[DDI-SRG] ncube discussion?

Joachim Wackerow joachim.wackerow at gesis.org
Fri Dec 14 16:43:20 EST 2007


Wendy,

Thanks for the example, that is now much clearer. That is exactly what I 
proposed for the sparse matrices. I assumed that the intention of the 
current XML Schema design was NOT to be explicit in terms of the 
dimensions for the reason of the size of the XML instance.

It was a problem that the XML Schema didn't allow something other, so I 
tried something. I didn't know what the intention was :).

This explains now the misunderstanding in the discussion yesterday, when 
I was talking about implicit order.

With this design sparse matrices would be no problem. Cells which are 
not mentioned have a value of zero.

The marginal sums can be also added with a value of NULL for the 
coordinate number where the rollup takes place. This would be nicely in 
line with OLAP and database systems.

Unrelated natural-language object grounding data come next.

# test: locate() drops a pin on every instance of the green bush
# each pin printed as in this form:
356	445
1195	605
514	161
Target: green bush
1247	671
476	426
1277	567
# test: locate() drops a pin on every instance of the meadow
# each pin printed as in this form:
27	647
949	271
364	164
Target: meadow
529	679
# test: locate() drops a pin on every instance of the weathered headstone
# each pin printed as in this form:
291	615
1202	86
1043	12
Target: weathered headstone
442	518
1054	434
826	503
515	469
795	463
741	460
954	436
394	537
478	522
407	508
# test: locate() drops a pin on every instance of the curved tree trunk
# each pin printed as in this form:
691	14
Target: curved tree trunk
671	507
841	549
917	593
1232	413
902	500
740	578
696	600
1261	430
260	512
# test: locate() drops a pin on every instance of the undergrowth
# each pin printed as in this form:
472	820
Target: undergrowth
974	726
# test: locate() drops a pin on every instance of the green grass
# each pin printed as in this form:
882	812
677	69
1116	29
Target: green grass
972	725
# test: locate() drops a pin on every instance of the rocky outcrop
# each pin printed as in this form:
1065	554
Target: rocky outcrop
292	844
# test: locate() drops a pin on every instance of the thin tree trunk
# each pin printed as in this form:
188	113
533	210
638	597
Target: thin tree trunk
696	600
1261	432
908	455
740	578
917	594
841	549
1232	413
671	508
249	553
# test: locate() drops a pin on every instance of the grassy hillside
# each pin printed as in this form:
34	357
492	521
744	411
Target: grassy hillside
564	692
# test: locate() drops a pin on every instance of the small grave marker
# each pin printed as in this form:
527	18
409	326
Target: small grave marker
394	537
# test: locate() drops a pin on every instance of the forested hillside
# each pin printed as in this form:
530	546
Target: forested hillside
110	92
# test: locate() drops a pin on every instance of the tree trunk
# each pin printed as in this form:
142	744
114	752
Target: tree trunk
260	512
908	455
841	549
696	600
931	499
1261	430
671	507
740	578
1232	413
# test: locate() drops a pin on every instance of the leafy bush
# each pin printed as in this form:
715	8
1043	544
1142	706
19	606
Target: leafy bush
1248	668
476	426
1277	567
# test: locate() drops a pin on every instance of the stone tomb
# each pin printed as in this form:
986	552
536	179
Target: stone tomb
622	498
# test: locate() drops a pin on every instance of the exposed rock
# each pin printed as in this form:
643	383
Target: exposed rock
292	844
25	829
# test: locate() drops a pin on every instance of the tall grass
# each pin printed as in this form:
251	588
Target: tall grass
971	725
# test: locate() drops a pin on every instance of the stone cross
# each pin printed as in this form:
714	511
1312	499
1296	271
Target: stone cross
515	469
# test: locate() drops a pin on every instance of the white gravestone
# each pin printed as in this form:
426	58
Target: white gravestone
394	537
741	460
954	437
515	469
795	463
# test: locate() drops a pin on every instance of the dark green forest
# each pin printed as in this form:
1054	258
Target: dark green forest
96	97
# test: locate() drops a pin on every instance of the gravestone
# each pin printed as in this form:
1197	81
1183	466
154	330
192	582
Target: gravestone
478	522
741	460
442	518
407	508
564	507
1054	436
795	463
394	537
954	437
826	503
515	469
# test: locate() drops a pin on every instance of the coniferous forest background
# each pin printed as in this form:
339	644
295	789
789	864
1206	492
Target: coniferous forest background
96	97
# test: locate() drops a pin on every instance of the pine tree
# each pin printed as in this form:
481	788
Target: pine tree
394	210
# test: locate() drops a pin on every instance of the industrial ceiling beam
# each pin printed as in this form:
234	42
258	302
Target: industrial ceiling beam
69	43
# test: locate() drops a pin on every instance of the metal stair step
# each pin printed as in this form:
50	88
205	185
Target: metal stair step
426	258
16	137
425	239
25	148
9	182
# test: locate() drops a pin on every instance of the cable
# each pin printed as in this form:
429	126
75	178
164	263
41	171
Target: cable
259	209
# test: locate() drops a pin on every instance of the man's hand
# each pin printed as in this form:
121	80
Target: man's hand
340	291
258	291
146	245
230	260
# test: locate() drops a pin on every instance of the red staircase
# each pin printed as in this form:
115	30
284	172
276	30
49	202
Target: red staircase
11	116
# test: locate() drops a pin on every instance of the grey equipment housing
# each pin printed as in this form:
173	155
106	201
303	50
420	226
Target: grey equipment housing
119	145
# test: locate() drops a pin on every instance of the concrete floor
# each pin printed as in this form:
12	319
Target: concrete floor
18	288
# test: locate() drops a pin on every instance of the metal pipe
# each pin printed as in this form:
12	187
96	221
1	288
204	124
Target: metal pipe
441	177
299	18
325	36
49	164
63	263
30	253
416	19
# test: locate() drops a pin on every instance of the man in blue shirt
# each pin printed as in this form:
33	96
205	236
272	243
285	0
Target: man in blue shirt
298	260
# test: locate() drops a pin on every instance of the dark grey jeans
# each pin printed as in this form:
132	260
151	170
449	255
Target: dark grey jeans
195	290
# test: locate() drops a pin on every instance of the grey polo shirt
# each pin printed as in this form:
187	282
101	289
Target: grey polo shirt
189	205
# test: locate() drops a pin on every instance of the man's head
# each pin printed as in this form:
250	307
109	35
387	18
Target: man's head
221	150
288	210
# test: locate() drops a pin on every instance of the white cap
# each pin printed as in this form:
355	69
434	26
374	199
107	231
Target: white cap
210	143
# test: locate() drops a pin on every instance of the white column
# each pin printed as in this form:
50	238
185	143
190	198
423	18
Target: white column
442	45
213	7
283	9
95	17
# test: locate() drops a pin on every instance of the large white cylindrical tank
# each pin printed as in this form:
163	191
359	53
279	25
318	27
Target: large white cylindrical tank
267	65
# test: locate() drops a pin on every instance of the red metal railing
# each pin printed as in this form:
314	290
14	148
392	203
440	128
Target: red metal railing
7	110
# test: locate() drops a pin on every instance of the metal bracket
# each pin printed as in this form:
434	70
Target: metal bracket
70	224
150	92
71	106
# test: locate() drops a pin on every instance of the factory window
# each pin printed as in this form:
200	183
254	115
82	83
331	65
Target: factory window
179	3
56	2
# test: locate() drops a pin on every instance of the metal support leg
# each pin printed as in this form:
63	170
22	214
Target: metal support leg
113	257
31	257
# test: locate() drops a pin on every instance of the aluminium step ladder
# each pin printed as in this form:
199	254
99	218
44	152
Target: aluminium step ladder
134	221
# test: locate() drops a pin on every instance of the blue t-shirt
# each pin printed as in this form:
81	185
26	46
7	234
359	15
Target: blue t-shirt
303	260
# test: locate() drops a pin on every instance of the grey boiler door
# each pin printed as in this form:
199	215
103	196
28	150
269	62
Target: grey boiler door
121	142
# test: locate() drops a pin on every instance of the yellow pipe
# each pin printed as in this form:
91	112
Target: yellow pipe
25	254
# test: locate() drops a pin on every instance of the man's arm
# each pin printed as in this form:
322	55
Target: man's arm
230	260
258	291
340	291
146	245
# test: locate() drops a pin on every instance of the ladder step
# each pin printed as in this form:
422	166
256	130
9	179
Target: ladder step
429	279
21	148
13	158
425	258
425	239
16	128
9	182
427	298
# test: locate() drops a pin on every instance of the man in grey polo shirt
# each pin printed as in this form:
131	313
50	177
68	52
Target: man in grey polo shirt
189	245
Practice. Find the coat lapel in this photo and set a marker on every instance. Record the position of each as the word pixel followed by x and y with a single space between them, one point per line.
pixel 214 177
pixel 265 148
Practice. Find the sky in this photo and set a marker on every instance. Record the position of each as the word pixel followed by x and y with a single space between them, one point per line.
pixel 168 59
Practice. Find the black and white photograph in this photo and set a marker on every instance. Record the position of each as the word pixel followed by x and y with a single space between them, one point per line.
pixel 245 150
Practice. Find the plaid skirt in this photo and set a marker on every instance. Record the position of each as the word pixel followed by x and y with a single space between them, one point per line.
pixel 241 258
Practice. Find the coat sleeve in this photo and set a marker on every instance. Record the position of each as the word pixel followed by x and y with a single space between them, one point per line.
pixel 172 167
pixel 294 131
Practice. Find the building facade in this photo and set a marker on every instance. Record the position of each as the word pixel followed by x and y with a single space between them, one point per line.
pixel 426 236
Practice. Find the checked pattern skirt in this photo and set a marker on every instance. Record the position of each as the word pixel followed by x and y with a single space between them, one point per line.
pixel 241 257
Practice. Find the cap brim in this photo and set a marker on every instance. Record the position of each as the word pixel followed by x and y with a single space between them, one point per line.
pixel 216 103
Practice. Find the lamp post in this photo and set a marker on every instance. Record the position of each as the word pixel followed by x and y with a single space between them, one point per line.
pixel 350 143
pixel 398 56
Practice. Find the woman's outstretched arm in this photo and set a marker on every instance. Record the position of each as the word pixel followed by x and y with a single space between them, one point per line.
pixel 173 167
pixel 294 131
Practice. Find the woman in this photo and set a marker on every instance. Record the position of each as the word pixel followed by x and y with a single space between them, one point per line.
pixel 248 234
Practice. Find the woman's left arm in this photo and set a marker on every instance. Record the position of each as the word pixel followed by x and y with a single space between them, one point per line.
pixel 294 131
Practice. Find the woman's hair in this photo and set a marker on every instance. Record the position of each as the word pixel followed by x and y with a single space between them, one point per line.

The question would raise, how the 
NULL value should be defined in the XML, perhaps as a optional attribute 
for Value like 'null="true"' and not just as content.

I looked at some cells in the example. I noticed several issues, for 
example, that the coordinates for 2,2,1 have the measure 572, but should 
have 950, or the other way around the measure 572 should have the 
coordinates 1,3,1.
Is this a typo, or do I have another understanding of this?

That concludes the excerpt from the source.